Freitreppe vor dem Kulturtreff „Altes Rathaus“ am Rathausplatz im Herzen der Stadt.

Das 1897 errichtete und in den 50er Jahren umgestaltete alte Rathaus beherbergte bis 1947 im unteren Teil die Feuerwache und bis 1987 den größten Teil der Stadtverwaltung. Da sämtliche Baumaßnahmen nicht ausreichten, um die weiter wachsende Verwaltung im „Alten Rathaus“ zu behalten, ist diese Ende der 80er Jahre an die Tecklenburger Straße umgezogen. Heute befindet sich in den Räumen die Tourist-Information der Stadt, bei der Sie sämtliches Kartenmaterial von Lengerich rund um die Sehenswürdigkeiten unserer Stadt anschauen und mitnehmen können, oder die Stadt einfach mal in seiner vollen „Lenge“ zu erkunden. Zudem bekommen Sie Informationen über Freizeitangebote, Tipps für Übernachtungsmöglichkeiten, aktuelle Veranstaltungshinweise und vieles mehr.

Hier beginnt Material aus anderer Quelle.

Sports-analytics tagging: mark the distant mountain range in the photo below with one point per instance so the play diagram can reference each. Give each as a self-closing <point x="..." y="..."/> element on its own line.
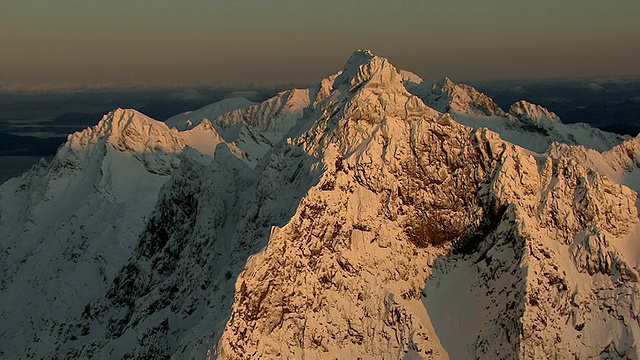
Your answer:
<point x="371" y="215"/>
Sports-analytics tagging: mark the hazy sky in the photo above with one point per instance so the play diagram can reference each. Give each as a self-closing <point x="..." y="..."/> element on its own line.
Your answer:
<point x="285" y="41"/>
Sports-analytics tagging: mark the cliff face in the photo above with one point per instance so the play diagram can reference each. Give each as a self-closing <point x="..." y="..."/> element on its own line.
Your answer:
<point x="352" y="220"/>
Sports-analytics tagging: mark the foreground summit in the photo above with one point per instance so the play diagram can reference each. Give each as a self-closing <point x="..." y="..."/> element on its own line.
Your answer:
<point x="370" y="216"/>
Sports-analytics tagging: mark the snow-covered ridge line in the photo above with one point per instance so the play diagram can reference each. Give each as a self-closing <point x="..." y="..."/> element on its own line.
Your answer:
<point x="351" y="219"/>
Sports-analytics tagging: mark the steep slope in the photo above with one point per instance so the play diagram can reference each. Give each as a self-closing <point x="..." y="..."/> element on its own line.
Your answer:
<point x="351" y="220"/>
<point x="70" y="225"/>
<point x="191" y="119"/>
<point x="528" y="125"/>
<point x="620" y="163"/>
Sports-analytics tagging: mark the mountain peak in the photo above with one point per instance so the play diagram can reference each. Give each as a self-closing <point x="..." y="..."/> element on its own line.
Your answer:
<point x="447" y="96"/>
<point x="365" y="67"/>
<point x="525" y="110"/>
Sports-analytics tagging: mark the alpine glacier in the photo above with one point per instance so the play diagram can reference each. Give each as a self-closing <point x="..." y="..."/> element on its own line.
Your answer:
<point x="369" y="216"/>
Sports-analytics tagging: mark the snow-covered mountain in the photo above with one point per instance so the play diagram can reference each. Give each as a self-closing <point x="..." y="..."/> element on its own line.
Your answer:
<point x="364" y="217"/>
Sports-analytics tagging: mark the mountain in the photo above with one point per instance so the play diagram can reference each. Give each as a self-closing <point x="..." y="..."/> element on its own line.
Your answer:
<point x="360" y="218"/>
<point x="528" y="125"/>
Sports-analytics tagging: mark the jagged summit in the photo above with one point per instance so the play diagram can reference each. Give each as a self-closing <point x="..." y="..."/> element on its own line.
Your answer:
<point x="364" y="67"/>
<point x="353" y="219"/>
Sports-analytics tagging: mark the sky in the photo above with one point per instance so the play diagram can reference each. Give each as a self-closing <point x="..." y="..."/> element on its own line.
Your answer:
<point x="96" y="43"/>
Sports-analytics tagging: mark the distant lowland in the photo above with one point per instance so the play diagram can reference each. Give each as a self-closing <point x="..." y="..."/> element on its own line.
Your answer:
<point x="34" y="125"/>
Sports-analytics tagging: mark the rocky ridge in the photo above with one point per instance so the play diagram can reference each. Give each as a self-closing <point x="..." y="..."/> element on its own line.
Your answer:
<point x="352" y="219"/>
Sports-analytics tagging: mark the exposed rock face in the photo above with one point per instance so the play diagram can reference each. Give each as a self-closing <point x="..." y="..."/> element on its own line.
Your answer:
<point x="354" y="220"/>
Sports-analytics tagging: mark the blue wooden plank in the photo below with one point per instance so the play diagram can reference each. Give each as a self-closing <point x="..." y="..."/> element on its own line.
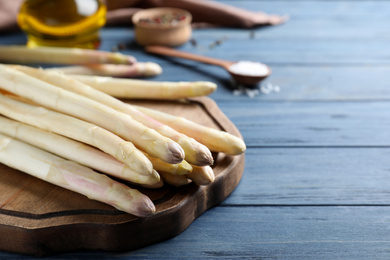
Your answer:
<point x="281" y="124"/>
<point x="269" y="233"/>
<point x="314" y="176"/>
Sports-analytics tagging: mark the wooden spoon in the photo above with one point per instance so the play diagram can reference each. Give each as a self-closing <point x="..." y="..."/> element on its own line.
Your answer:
<point x="245" y="79"/>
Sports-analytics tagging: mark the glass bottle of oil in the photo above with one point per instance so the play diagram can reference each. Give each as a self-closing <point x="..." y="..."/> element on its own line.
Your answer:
<point x="62" y="23"/>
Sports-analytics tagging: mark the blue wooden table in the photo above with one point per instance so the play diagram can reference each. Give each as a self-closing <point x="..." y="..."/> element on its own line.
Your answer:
<point x="316" y="184"/>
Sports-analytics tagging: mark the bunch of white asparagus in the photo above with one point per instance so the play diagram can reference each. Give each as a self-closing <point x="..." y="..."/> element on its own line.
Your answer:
<point x="74" y="132"/>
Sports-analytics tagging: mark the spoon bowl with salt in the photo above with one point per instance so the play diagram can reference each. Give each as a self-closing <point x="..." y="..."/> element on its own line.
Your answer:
<point x="243" y="72"/>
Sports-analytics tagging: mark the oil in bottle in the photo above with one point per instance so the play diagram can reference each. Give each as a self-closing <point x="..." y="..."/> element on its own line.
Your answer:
<point x="62" y="23"/>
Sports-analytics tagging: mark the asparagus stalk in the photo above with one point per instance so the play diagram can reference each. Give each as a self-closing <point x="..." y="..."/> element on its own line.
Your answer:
<point x="138" y="69"/>
<point x="73" y="150"/>
<point x="195" y="152"/>
<point x="79" y="130"/>
<point x="201" y="175"/>
<point x="73" y="176"/>
<point x="143" y="89"/>
<point x="92" y="111"/>
<point x="59" y="55"/>
<point x="215" y="140"/>
<point x="175" y="169"/>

Neben der Tourist-Information befindet sich die seit 1902 bestehende Stadtbibliothek in diesem Gebäude. Rund 19.000 Medien (u.a. Bücher, Zeitschriften, Hörbücher, Kassetten, DVD’s etc.) können hier ausgeliehen werden. Des Weiteren hat sich auch das städtische Archiv in diesem Gebäude seinen Sitz. Räumlichkeiten für wechselnde Ausstellungen sind ebenfalls vorhanden. Neben kulturellen Veranstaltungen im ersten Obergeschoß tagen hier noch gelegentlich Rat und Ausschüsse der Stadt.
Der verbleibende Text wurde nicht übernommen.